TURLOCK — It took 30 seconds for David Beall to jump out of his crisp, navy blue uniform and into full firefighting gear, half the time allotted in the Stanislaus County Occupational Olympics competition.
Beall, 17, who took first place in Firefighter Candidate Training, practices the drill at home with his Explorer turnouts.
“This is what I want to do with my life,” the Davis High Public Safety Academy student said without breaking his precision stance. “I do everything with intent.”
Firefighter drills, from turnout times to hauling hose up bleachers and crawling through framing underneath, were among 22 competitions that drew about 750 students from career courses all over Stanislaus County to the Turlock fairgrounds Wednesday morning.
Job application skills, including an oral board, were part of the firefighting competition overseen by Davis instructor Bob Watt. Watt said he wants to give his students know-how they can use anywhere.
“These are skills they can use no matter where they go in life,” he said. “Every day, I focus on character, ethics, accountability – for what goes wrong, as well as being accountable to do what needs doing.”
Back in the barn area, Hughson High instructor Mike Ellington watched over students skid steering a CAT and backing a compact tractor with trailer through cone-bordered courses. Think of high-performance driving courses, just far slower.
Precision driving, a safety test and making computer-aided repairs come with the ag equipment competition, Ellington said, “It’s not just turning a wrench anymore. These jobs are highly technical.”
Sitting in the robotics section, senior Eric Muñoz said he’s mentoring a team at Central Valley High in Ceres after going to world competitions with last year’s team.
“We were up practicing until 9 p.m. every day,” he said with a nostalgic sigh.
The competition involves building a robot that can perform a task on its own for 20 hair-pulling seconds before a driver takes charge. Wednesday’s drill was to lift, throw and push two sizes of balls.
“There’s a lot to it,” Muñoz said.
Floral arranging also takes a lot of behind-the-scenes work, noted instructor Krista Vannest. Students were tested on identification of plants and tools, construction of corsages and judging arrangements.

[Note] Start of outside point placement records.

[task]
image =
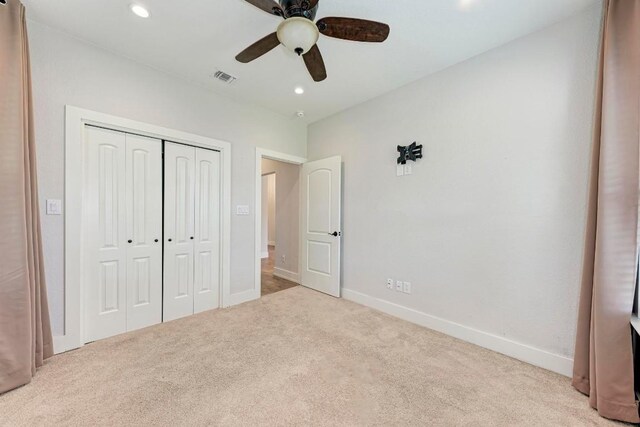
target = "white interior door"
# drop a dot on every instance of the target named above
(207, 231)
(320, 225)
(179, 230)
(104, 213)
(144, 231)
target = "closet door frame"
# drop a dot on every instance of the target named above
(75, 121)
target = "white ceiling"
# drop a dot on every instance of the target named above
(194, 38)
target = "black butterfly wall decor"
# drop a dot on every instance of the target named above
(413, 152)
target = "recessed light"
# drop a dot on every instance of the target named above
(140, 11)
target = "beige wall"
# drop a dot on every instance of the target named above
(489, 228)
(287, 201)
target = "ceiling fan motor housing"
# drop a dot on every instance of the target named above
(298, 34)
(298, 8)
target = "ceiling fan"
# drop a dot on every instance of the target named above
(299, 34)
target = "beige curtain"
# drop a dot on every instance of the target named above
(603, 367)
(25, 333)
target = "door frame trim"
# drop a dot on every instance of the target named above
(75, 121)
(262, 153)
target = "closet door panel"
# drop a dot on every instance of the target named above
(144, 231)
(179, 232)
(207, 231)
(104, 265)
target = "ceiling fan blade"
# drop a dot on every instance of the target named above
(359, 30)
(259, 48)
(315, 64)
(268, 6)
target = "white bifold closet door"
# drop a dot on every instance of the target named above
(123, 213)
(191, 230)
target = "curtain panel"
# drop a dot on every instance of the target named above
(25, 333)
(603, 363)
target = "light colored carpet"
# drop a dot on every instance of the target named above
(296, 357)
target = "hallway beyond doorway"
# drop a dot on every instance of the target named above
(270, 283)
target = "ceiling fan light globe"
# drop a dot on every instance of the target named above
(298, 34)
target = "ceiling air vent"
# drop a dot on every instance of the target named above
(224, 77)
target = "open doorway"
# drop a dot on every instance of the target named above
(280, 211)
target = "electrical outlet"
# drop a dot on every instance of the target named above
(406, 287)
(390, 284)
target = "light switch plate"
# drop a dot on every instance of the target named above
(242, 210)
(54, 207)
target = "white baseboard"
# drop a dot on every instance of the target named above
(242, 297)
(534, 356)
(286, 274)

The classes train students for careers in floral shops, or profitable side businesses while they train for other careers.

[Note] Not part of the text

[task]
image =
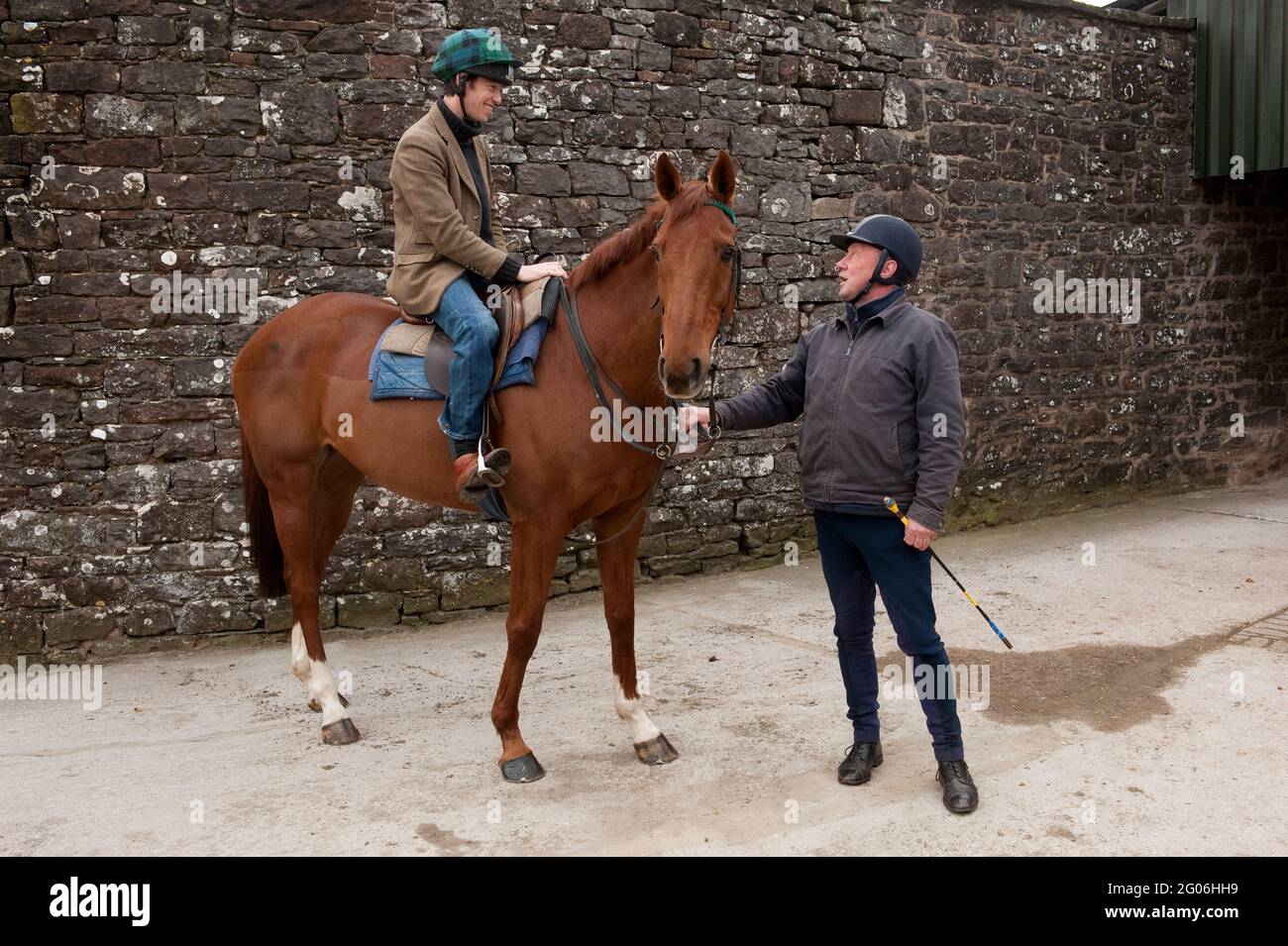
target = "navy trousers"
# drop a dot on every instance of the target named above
(862, 554)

The county contest tests many of the same skills as Future Farmers of America competitions, Vannest said, and helps her students prepare for the FFA regional competition this weekend.
“This county (Occupational Olympics) is the only one I know of like it,” she said. “Our kids who are competing Saturday will have an advantage.”
Patterson High student Alie Tyler, 16, said she practices identification drills on the computer every day in class and generally gets them all right.
“I want to get a degree in ag floral and be a florist,” she said. Helping prepare wedding bouquets and table decorations for a school function, Tyler said, convinced her that this was the field for her.
Coolly evaluating four floral arrangements, Cassidy Schmidt of Beyer High said she checks the shape of the bouquet, the fullness and overall pleasing look of the piece.
“This one’s all over the place,” Schmidt, 17, said with a shake of her head. “It’s just what looks better.”
Other competitions challenged students in career techniques from accounting to welding, hairstyling to auto tech, salad making to video game design. Three team awards were given in all the competitions.
Turlock High captured the Large School Overall Award. Hughson High took home the Small School Overall Award.
Modesto Junior College FFA Field Day will be from 7:30 a.m. to 4 p.m. Saturday at many sites on the MJC East and West campuses.